= Brazilianist =

Brazilianist (brasilianista, in Brazilian Portuguese) is a scholar who teaches, conducts research, and publishes about Brazil. Common fields and disciplines are history, anthropology, sociology, political science, geography, literature, and music. There is great diversity of interests amongst Brazilianists.

== Origins and use of the term ==

The term "Brazilianist" supposedly originated in Brazil in the 1960s or perhaps a little earlier; it was coined to designate scholars from the United States who were receiving grants to study Brazil at the time when the U.S. had special political interests in that country. However, that is a view perhaps a little too narrow as to the motivating factors which led these many social scientists to do research on Brazilian issues.
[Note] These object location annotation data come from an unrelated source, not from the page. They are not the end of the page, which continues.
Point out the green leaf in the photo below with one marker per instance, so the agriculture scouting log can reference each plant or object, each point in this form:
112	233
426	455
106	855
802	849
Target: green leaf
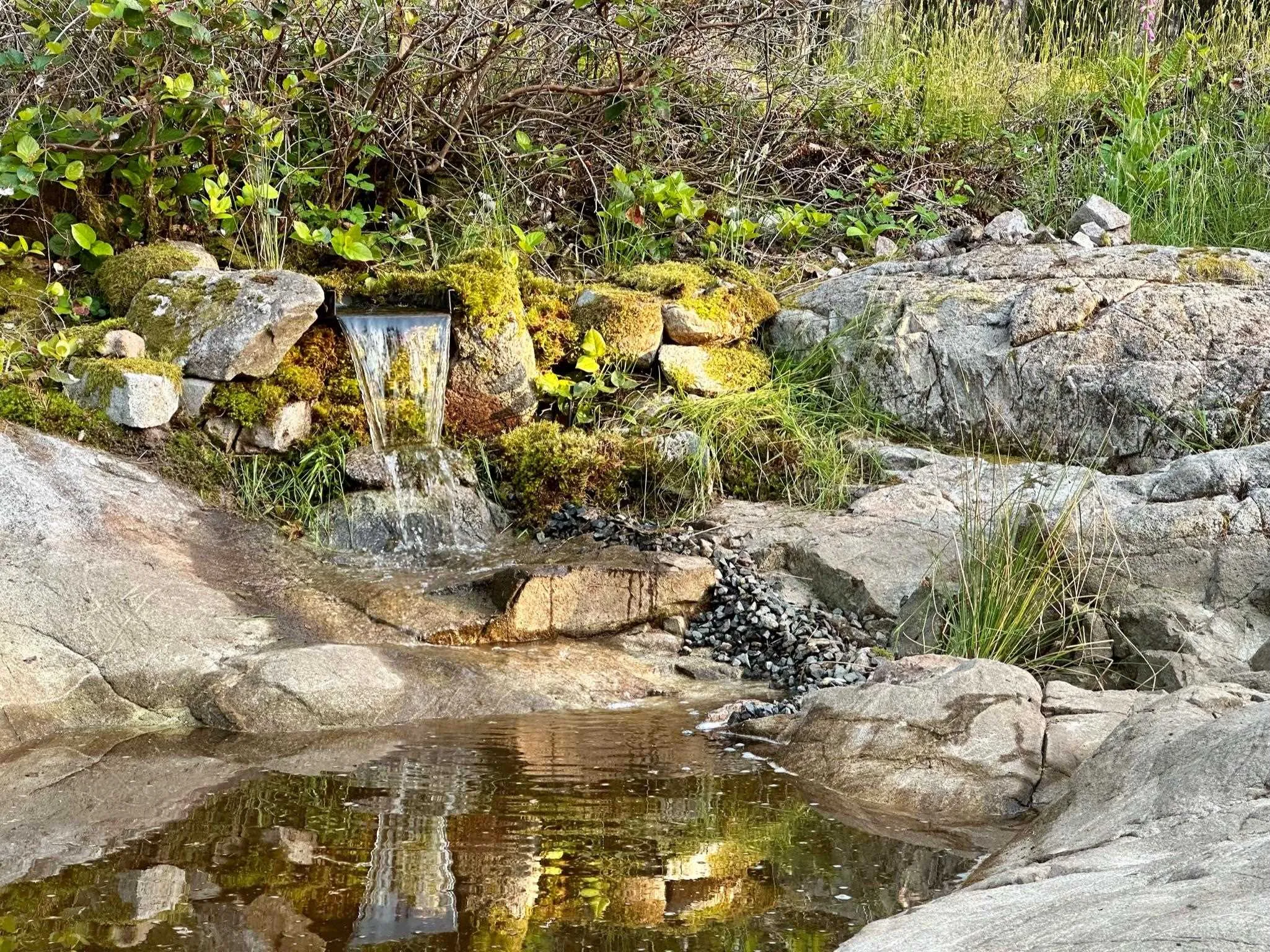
84	235
183	19
27	150
358	252
593	345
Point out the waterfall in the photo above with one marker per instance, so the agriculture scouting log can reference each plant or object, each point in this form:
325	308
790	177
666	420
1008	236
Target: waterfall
403	361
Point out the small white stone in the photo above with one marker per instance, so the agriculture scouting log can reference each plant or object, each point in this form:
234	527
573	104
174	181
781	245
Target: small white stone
122	343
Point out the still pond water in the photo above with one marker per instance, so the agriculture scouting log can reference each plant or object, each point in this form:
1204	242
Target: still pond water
547	833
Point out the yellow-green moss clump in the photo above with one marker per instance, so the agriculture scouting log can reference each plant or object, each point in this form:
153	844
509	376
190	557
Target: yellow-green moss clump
202	301
53	412
742	367
549	318
122	276
480	284
318	369
630	322
541	466
713	371
721	302
1220	267
93	335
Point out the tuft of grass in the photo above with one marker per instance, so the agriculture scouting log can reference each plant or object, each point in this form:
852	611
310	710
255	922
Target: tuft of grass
789	439
294	488
1026	579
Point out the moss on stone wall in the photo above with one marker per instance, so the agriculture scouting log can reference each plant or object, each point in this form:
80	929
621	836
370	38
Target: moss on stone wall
629	320
541	466
742	367
93	335
122	276
479	286
549	318
726	296
53	412
1219	266
102	375
202	304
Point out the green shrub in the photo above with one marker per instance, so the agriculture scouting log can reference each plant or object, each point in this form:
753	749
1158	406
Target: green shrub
294	488
541	466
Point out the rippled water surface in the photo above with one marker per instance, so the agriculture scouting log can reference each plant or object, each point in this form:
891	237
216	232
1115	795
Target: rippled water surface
552	832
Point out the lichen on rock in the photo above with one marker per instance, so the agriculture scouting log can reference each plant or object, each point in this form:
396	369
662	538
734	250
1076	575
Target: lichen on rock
220	325
714	305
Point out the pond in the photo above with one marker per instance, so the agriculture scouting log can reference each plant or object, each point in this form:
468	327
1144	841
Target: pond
617	831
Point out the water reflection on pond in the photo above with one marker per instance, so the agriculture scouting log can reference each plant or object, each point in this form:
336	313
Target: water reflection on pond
553	832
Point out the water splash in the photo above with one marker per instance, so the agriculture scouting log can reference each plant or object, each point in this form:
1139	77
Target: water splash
402	361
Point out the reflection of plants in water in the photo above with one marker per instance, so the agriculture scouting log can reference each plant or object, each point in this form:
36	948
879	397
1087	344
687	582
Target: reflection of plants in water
723	863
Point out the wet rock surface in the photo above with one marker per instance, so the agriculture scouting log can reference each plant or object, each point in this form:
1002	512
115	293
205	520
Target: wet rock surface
127	604
953	742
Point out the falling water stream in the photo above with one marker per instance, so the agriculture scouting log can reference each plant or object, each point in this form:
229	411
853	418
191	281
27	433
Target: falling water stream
403	362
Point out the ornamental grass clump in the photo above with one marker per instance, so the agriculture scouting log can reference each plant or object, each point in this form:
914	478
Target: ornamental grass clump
1026	576
789	439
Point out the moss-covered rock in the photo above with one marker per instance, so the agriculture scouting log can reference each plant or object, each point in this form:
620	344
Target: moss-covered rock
712	371
541	466
92	337
549	318
122	276
133	392
493	366
225	325
1219	266
629	320
714	305
53	412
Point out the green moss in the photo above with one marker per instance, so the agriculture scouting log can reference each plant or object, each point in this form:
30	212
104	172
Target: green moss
1219	267
198	302
630	322
102	375
549	318
92	335
727	298
20	289
541	466
317	369
122	276
742	367
55	413
190	457
248	404
483	287
299	381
In the 1970s and well into the 1980s the Brazilian press paid considerable attention to Brazilianists themselves but there was not much discussion of their arguments and findings. At that time the term "Brazilianist" could even have something of a pejorative tone.
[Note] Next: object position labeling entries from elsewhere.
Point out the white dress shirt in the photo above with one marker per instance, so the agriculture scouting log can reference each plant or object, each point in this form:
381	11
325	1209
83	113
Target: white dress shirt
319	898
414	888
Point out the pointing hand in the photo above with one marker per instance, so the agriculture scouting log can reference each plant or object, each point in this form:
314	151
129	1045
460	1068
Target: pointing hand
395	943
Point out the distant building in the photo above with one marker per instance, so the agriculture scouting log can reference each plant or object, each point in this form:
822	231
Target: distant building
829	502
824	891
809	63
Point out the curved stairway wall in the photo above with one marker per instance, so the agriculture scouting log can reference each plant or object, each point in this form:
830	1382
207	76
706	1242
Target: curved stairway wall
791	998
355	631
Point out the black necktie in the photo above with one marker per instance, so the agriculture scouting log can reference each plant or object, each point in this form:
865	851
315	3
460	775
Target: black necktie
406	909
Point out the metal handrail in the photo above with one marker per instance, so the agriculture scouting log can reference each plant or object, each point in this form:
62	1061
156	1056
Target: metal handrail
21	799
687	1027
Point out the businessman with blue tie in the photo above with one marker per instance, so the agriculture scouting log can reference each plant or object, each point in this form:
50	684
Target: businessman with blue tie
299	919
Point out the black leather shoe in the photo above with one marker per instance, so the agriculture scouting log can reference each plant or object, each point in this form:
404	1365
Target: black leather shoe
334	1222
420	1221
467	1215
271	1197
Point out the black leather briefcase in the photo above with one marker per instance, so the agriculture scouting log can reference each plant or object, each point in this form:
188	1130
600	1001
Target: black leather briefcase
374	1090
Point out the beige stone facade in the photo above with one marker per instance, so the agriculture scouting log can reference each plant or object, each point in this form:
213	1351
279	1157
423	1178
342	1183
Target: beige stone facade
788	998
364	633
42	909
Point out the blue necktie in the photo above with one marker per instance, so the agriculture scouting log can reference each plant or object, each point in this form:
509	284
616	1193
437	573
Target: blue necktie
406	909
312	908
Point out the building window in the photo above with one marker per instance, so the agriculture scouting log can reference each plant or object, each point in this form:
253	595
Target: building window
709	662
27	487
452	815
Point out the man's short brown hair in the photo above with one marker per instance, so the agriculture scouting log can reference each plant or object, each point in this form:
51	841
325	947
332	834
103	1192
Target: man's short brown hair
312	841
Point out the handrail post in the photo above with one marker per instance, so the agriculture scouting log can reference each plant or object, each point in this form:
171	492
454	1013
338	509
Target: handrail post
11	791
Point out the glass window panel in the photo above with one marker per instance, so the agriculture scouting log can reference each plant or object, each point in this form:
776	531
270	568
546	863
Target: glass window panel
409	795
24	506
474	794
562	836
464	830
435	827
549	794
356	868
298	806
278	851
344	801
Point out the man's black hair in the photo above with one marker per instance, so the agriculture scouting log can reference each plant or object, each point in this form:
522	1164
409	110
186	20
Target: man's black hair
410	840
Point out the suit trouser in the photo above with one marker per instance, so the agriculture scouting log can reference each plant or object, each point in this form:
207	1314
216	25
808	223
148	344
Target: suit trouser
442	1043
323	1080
Since the 1990s there has been a greater acknowledgment in Brazil of the body of work produced by Brazilianist scholars. Brazilianists' studies began to be more actively introduced into curricula at major Brazilian universities.. A major bi-national conference in Washington D.C. led to the book Envisioning Brazil:
A Guide to Brazilian Studies in the United States. University of Wisconsin Press, 2005. Edited by Marshall C. Eakin and Paulo Roberto de Almeida. The book was translated as O Brasil dos Brasilianistas: um guia dos estudos sobre o Brasil nos Estados Unidos, 1945-2000.

Today some of the books produced by Brazilianists are known well beyond academic circles in Brazil.

Brazilian and Portuguese dictionaries define a “Brazilianist” as a scholar, most usually a non-Brazilian, dedicated to Brazilian studies.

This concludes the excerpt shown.